Author: Amnesty Intl.
UK companies, including BT and Vodafone, may be getting away with human rights abuses abroad because the government’s system of handling complaints against them is grossly inadequate, Amnesty International UK warned in a new report published today. The 80-page report - Obstacle Course: How the UK’s National Contact Point handles human rights complaints under the OECD Guidelines for Multinational Enterprises - exposes the system as not fit for purpose as it lets companies off the hook when human rights abuses are alleged against them. Its treatment of complaints, the report says, is inconsistent, unreliable, biased towards businesses and out of kilter with the standards it is supposed to uphold...The shortcomings of the UK’s NCP send worrying signals to companies that contributing to human rights abuses is acceptable. Its failure to investigate cases properly has allegedly allowed companies to avoid accountability, even in cases where serious abuses are alleged... Peter Frankental, Amnesty International UK’s business and human rights expert, said:
“The UK holds up this system as one of the best in the world but the stats speak for themselves. It cannot be right that over 70 per cent of cases brought to the National Contact Point are rejected or referred elsewhere before any investigation is carried out. When complaints are considered, the lack of human rights expertise to scrutinise them is a major problem, leading to unfair decisions.

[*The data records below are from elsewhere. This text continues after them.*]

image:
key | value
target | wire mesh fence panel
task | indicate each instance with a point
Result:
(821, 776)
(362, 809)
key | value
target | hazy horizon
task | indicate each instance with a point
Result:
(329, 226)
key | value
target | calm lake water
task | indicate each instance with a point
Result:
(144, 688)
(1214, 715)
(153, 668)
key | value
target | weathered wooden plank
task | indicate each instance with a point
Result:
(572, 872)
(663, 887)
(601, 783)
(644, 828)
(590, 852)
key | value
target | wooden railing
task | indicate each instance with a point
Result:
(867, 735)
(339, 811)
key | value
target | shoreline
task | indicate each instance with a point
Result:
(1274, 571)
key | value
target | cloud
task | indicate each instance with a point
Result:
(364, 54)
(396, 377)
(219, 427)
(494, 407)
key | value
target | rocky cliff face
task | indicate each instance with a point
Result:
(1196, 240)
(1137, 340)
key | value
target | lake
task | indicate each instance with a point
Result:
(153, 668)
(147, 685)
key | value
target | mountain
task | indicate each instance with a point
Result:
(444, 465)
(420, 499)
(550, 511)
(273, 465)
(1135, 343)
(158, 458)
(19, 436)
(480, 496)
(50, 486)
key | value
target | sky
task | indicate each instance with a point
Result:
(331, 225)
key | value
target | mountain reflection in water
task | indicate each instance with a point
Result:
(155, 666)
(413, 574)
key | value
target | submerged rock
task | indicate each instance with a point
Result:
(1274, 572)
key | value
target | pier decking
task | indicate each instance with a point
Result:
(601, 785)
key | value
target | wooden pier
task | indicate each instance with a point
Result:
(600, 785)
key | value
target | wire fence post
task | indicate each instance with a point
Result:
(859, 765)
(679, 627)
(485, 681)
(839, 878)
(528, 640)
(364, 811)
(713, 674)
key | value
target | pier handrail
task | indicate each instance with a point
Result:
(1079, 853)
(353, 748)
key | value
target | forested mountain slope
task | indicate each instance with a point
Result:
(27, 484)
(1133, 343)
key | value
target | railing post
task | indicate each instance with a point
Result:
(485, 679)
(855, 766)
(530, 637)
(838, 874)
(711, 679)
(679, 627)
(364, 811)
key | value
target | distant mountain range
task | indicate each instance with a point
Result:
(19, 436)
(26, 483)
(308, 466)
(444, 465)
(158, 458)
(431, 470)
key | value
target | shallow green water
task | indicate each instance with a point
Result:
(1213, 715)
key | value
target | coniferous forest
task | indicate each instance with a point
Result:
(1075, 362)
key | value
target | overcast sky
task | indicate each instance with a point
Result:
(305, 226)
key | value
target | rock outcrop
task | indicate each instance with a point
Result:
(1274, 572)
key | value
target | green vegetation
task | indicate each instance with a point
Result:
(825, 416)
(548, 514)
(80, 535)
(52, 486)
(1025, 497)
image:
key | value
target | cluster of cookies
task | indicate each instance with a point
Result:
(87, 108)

“This study reinforces the stark reality - that the government is failing victims of human rights abuses while giving companies an easy ride. If this continues, individuals and whole communities around the world will receive little protection from this complaints mechanism, even when they are at risk of serious abuses by UK companies. Businesses that could be excellent ambassadors for the UK will have less incentive to conform to international standards when allegations against them are not examined properly. The system needs a complete overhaul.”
Amnesty International is calling on the government to incorporate into the NCP a panel of experts with sufficient human rights experience to assess complaints fairly, to ensure that their appointment is overseen by an independent body rather than BIS, to end the requirement for unreasonably high levels of evidence from complainants and to ensure that assessments take into account the possible future human rights impact of a company’s activity. Furthermore, when a company is found in breach of the guidelines it should face consequences in keeping with the gravity of the breach, such as denial of access to export credits.